Starting from the following spark data frame:
from io import StringIO
import pandas as pd
from pyspark.sql.functions import col
pd_df = pd.read_csv(StringIO("""device_id,read_date,id,count
device_A,2017-08-05,4041,3
device_A,2017-08-06,4041,3
device_A,2017-08-07,4041,4
device_A,2017-08-08,4041,3
device_A,2017-08-09,4041,3
device_A,2017-08-10,4041,1
device_A,2017-08-10,4045,2
device_A,2017-08-11,4045,3
device_A,2017-08-12,4045,3
device_A,2017-08-13,4045,3"""),infer_datetime_format=True, parse_dates=['read_date'])
df = spark.createDataFrame(pd_df).withColumn('read_date', col('read_date').cast('date'))
df.show()
Output:
+--------------+----------+----+-----+
|device_id | read_date| id|count|
+--------------+----------+----+-----+
| device_A|2017-08-05|4041| 3|
| device_A|2017-08-06|4041| 3|
| device_A|2017-08-07|4041| 4|
| device_A|2017-08-08|4041| 3|
| device_A|2017-08-09|4041| 3|
| device_A|2017-08-10|4041| 1|
| device_A|2017-08-10|4045| 2|
| device_A|2017-08-11|4045| 3|
| device_A|2017-08-12|4045| 3|
| device_A|2017-08-13|4045| 3|
+--------------+----------+----+-----+
I would like to find the most frequent id for each (device_id, read_date) combination, over a 3 day rolling window.
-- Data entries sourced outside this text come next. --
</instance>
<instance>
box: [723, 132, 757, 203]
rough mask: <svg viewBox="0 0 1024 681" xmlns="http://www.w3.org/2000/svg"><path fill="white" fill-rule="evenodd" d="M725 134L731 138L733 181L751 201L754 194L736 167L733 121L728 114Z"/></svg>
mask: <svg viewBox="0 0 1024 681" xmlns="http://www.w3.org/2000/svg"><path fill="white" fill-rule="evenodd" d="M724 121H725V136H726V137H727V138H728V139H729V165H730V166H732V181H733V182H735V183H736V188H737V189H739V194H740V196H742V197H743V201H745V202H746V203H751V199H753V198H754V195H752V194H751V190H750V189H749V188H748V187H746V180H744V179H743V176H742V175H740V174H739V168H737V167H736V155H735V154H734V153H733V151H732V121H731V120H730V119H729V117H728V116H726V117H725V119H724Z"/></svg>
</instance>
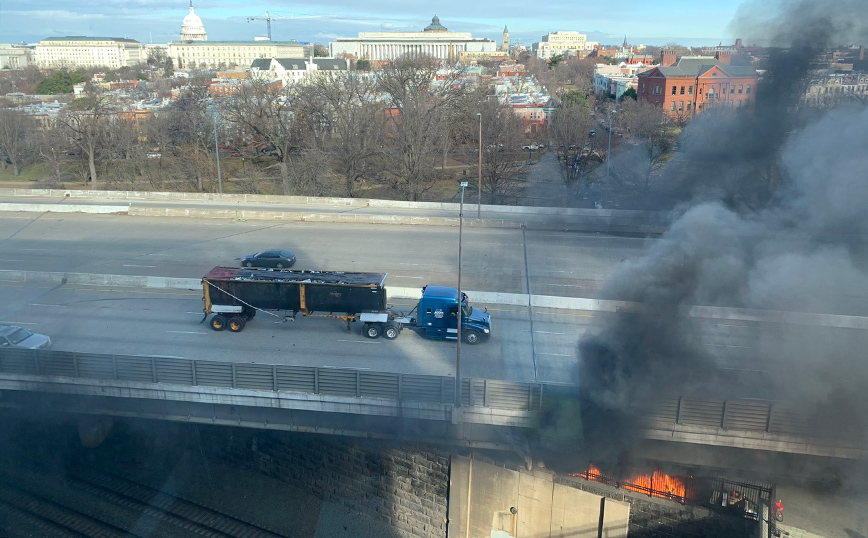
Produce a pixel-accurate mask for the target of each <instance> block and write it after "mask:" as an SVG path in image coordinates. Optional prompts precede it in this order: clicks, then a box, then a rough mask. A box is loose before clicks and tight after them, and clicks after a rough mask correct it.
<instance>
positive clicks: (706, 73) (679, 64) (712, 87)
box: [637, 50, 759, 117]
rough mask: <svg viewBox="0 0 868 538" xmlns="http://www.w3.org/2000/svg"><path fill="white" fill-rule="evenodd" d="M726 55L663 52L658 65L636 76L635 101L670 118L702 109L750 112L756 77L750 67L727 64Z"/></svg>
mask: <svg viewBox="0 0 868 538" xmlns="http://www.w3.org/2000/svg"><path fill="white" fill-rule="evenodd" d="M728 58H729V57H728V56H721V57H719V58H714V57H710V56H682V57H680V58H677V59H676V56H675V52H674V51H671V50H664V51H663V52H662V60H661V62H660V65H659V66H657V67H654V68H653V69H649V70H648V71H645V72H643V73H639V74H638V76H637V79H638V86H639V87H638V90H637V94H638V98H639V100H640V101H646V102H649V103H653V104H655V105H657V106H660V107H662V108H663V110H664V111H666V113H667V114H669V115H670V116H675V117H677V116H684V117H686V116H692V115H694V114H698V113H699V112H701V111H702V110H703V109H705V108H709V107H725V108H731V109H744V110H753V107H754V103H755V99H756V87H757V81H758V80H759V75H758V74H757V71H756V69H754V68H753V67H750V66H735V65H729V64H728V63H726V61H725V60H728Z"/></svg>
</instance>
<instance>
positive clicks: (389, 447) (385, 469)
mask: <svg viewBox="0 0 868 538" xmlns="http://www.w3.org/2000/svg"><path fill="white" fill-rule="evenodd" d="M228 431H229V430H226V429H222V430H221V429H218V428H207V427H203V428H202V437H203V444H204V446H205V447H208V448H207V449H208V450H210V451H211V452H212V453H215V454H217V455H219V456H221V458H222V459H224V460H227V461H230V462H232V463H234V464H235V465H239V466H241V467H244V468H248V469H251V470H255V471H258V472H260V473H263V474H265V475H268V476H270V477H272V478H275V479H277V480H281V481H284V482H287V483H289V484H291V485H293V486H296V487H299V488H303V489H304V490H307V491H310V492H311V493H313V494H314V495H317V496H319V497H321V498H323V499H326V500H329V501H332V502H337V503H339V504H341V505H342V506H344V507H345V508H347V509H349V510H351V511H353V512H356V513H358V514H359V516H360V517H370V518H373V519H375V520H379V521H381V522H384V523H386V524H388V525H389V526H391V527H393V528H395V529H398V530H400V531H402V534H405V535H409V536H418V537H420V538H445V537H446V526H447V522H446V499H447V491H448V489H449V454H448V453H445V452H441V451H439V450H437V449H433V448H431V447H428V446H418V445H400V446H388V445H383V444H378V443H373V442H352V441H345V440H342V439H334V438H329V437H323V436H317V435H299V434H281V433H276V432H256V431H251V430H243V429H240V428H236V429H233V430H232V433H231V441H228V440H227V437H229V434H228V433H227V432H228ZM227 441H228V442H227Z"/></svg>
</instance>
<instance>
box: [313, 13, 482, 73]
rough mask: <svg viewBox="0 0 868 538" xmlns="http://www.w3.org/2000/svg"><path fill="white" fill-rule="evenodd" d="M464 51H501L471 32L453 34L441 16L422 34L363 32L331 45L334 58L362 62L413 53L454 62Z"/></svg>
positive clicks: (391, 32)
mask: <svg viewBox="0 0 868 538" xmlns="http://www.w3.org/2000/svg"><path fill="white" fill-rule="evenodd" d="M462 52H497V43H495V42H494V41H492V40H491V39H475V38H474V37H473V36H472V35H471V34H470V33H469V32H450V31H449V30H448V29H447V28H446V27H445V26H443V25H441V24H440V19H439V18H438V17H437V15H434V18H433V19H431V24H429V25H428V26H426V27H425V29H424V30H422V31H421V32H361V33H359V37H356V38H353V37H340V38H338V39H336V40H335V41H332V42H331V43H329V55H330V56H332V57H334V58H340V57H342V56H351V57H353V58H355V59H358V60H373V61H389V60H394V59H395V58H398V57H399V56H403V55H405V54H410V55H426V56H433V57H434V58H437V59H439V60H442V61H445V62H450V63H452V62H457V61H458V59H459V58H460V56H461V53H462Z"/></svg>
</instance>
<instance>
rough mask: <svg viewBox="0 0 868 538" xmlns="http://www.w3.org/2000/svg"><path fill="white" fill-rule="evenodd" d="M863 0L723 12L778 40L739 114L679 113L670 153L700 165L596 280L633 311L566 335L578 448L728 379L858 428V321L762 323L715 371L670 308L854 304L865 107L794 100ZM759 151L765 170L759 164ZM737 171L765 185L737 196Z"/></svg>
mask: <svg viewBox="0 0 868 538" xmlns="http://www.w3.org/2000/svg"><path fill="white" fill-rule="evenodd" d="M864 8H865V4H864V2H863V1H860V2H856V1H839V2H798V3H793V2H784V1H780V2H767V1H764V2H748V3H746V4H744V5H743V6H742V8H741V9H740V10H739V13H738V16H737V17H736V19H735V20H734V21H733V23H732V27H733V28H734V29H735V33H736V34H737V35H739V34H740V35H744V36H745V38H746V39H745V42H751V41H749V40H748V38H753V39H756V40H757V41H762V40H765V41H766V42H767V43H770V44H772V45H774V46H778V47H781V48H778V49H774V50H772V51H771V57H770V61H769V65H768V70H767V73H766V75H765V78H764V80H763V82H762V83H761V88H760V90H761V91H760V92H759V94H758V95H757V106H756V113H755V114H754V115H753V116H750V117H746V116H738V115H731V114H729V115H727V114H726V113H725V112H724V113H723V114H720V113H717V111H713V110H712V111H709V113H704V114H702V115H700V116H699V117H698V118H697V119H696V120H694V121H692V122H690V123H689V124H688V126H687V127H686V129H685V131H684V133H683V135H682V139H683V140H682V144H681V153H682V154H684V160H685V162H687V163H691V162H692V163H700V164H702V165H703V166H702V167H701V170H700V167H697V168H695V169H694V171H693V172H692V173H694V174H702V175H703V177H702V178H701V179H698V180H697V181H696V182H694V183H692V184H691V186H690V189H691V192H692V193H693V197H694V202H693V203H692V204H688V205H687V206H686V207H685V208H682V209H681V211H680V213H679V215H680V216H679V217H678V218H677V219H676V220H675V221H674V222H673V224H672V226H671V228H670V230H669V231H668V232H667V233H666V234H665V235H664V236H663V237H662V238H661V239H660V240H659V241H656V242H655V243H654V244H653V245H652V246H651V247H650V248H649V250H648V253H647V255H646V256H645V257H644V258H643V259H640V260H636V261H633V262H630V263H625V264H622V266H621V267H620V268H619V269H618V270H617V271H616V272H615V273H614V274H613V275H612V277H611V278H610V280H609V281H608V282H607V284H606V286H605V287H604V289H603V291H602V293H601V296H602V297H604V298H606V299H615V300H623V301H635V302H639V303H643V305H644V308H642V309H641V310H638V311H636V312H631V313H626V314H622V315H617V316H613V318H612V320H611V321H610V322H608V323H607V324H606V325H605V326H604V327H603V328H602V329H601V330H600V331H599V332H598V333H597V334H595V335H593V336H590V337H587V338H585V339H584V340H583V341H582V343H581V344H580V357H581V365H580V377H581V380H582V386H583V393H584V397H585V399H586V400H587V402H588V403H587V404H586V405H585V408H584V410H583V420H584V421H585V424H584V426H585V432H586V439H587V440H588V448H589V456H590V457H591V458H594V459H596V460H597V461H602V460H607V459H608V460H609V461H611V458H612V457H617V456H618V455H619V454H620V453H622V452H623V451H625V450H627V449H629V448H630V445H631V443H632V441H633V439H632V436H633V435H634V434H633V432H634V431H635V429H636V427H637V421H638V420H639V418H640V416H642V415H644V414H645V413H646V411H647V409H648V407H649V406H650V405H652V404H654V403H656V402H657V401H658V400H659V399H660V398H661V397H668V396H672V395H688V394H692V395H703V394H705V395H708V394H712V393H713V392H714V391H717V392H718V395H722V397H723V398H726V397H730V398H731V397H733V396H732V395H729V396H728V395H727V394H726V390H728V387H729V388H731V389H733V391H735V390H736V389H739V390H741V391H742V392H744V391H750V390H754V391H756V392H757V393H755V394H752V395H751V396H752V397H755V398H764V399H780V400H784V401H786V402H790V403H794V404H798V406H799V409H800V411H801V413H802V414H803V416H806V417H807V418H808V419H809V420H811V423H812V425H814V426H815V427H816V428H817V431H818V433H821V434H824V435H832V436H834V435H839V436H840V435H841V434H843V433H847V434H848V435H850V436H856V437H858V438H861V439H863V440H864V439H865V438H866V432H865V431H864V429H865V425H866V423H868V391H866V390H865V388H864V387H866V386H868V364H865V361H864V360H863V357H862V356H863V353H864V351H863V350H864V349H865V348H866V344H868V336H866V335H865V334H863V333H864V332H865V331H860V330H852V329H836V328H821V327H810V326H807V327H806V326H795V325H785V324H774V325H773V326H771V325H772V324H766V325H764V326H763V327H762V328H761V330H760V334H759V335H758V336H757V338H756V340H757V341H756V346H755V347H756V350H755V353H753V354H750V355H748V354H745V355H744V357H742V361H743V362H742V364H740V365H739V366H738V368H736V369H735V370H737V371H735V372H734V373H733V372H732V371H730V372H728V373H726V374H725V375H724V374H723V373H722V372H721V370H720V366H721V364H720V362H719V361H720V359H719V357H718V356H717V355H715V354H714V353H713V352H712V351H710V348H709V347H708V346H706V345H703V343H702V342H700V341H699V337H698V336H697V335H698V334H699V333H700V331H699V330H698V328H697V327H696V325H695V323H696V322H695V320H691V319H688V318H685V317H683V316H678V312H679V311H681V310H682V307H684V306H689V305H712V306H724V307H738V308H749V309H769V310H792V311H800V312H813V313H832V314H849V315H862V316H865V315H868V252H866V238H868V175H866V171H868V107H866V106H865V105H864V104H862V105H849V106H847V107H842V108H839V109H836V110H833V111H831V112H829V113H827V114H825V115H824V116H823V117H821V118H819V119H812V120H806V119H804V116H799V115H797V114H795V113H794V106H795V105H797V104H798V98H799V96H800V95H802V93H803V91H804V88H805V78H806V75H807V74H808V70H809V67H810V63H811V61H812V60H813V59H814V58H815V56H816V54H817V53H818V52H821V51H824V50H825V49H826V48H827V46H834V45H838V44H839V43H846V44H849V43H854V42H856V43H857V44H858V43H866V42H868V31H866V24H868V17H865V11H864ZM784 47H789V48H784ZM721 141H723V143H721ZM770 163H773V164H774V165H775V166H774V169H775V170H778V171H779V172H778V173H776V174H765V171H766V170H767V169H769V168H771V166H769V165H770ZM673 166H674V165H673ZM680 166H683V165H680ZM733 176H736V177H738V178H740V179H739V181H737V182H735V187H734V186H733V184H727V178H729V177H733ZM746 182H749V186H750V188H755V187H756V186H757V185H761V186H762V187H763V188H764V189H765V197H764V198H763V197H757V198H755V199H760V200H762V201H763V203H761V204H757V203H755V202H754V203H753V204H751V203H748V202H744V203H741V201H740V199H739V197H738V194H739V193H738V192H734V191H733V189H734V188H735V189H736V190H738V189H745V188H746V187H745V185H748V183H746ZM730 366H731V365H730ZM727 384H729V385H727ZM745 387H756V388H745ZM733 394H734V392H733Z"/></svg>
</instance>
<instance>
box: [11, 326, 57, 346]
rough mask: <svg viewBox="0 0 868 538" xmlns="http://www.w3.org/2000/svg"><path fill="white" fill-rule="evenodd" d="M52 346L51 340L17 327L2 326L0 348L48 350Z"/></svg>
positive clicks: (18, 327) (36, 333) (44, 337)
mask: <svg viewBox="0 0 868 538" xmlns="http://www.w3.org/2000/svg"><path fill="white" fill-rule="evenodd" d="M50 346H51V338H49V337H47V336H45V335H44V334H37V333H32V332H30V331H28V330H27V329H22V328H21V327H15V326H14V325H0V347H3V348H16V349H46V348H48V347H50Z"/></svg>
For each group of rows selected by the time window, I need to find the most frequent id by summing up the counts per id, then return the top id.
Expected Output:
+--------------+----------+----+
|device_id | read_date| id|
+--------------+----------+----+
| device_A|2017-08-05|4041|
| device_A|2017-08-06|4041|
| device_A|2017-08-07|4041|
| device_A|2017-08-08|4041|
| device_A|2017-08-09|4041|
| device_A|2017-08-10|4041|
| device_A|2017-08-11|4045|
| device_A|2017-08-12|4045|
| device_A|2017-08-13|4045|
+--------------+----------+----+
I am starting to think this is only possible using a custom aggregation function. Since spark 2.3 is not out I will have to write this in Scala or use collect_list. Am I missing something?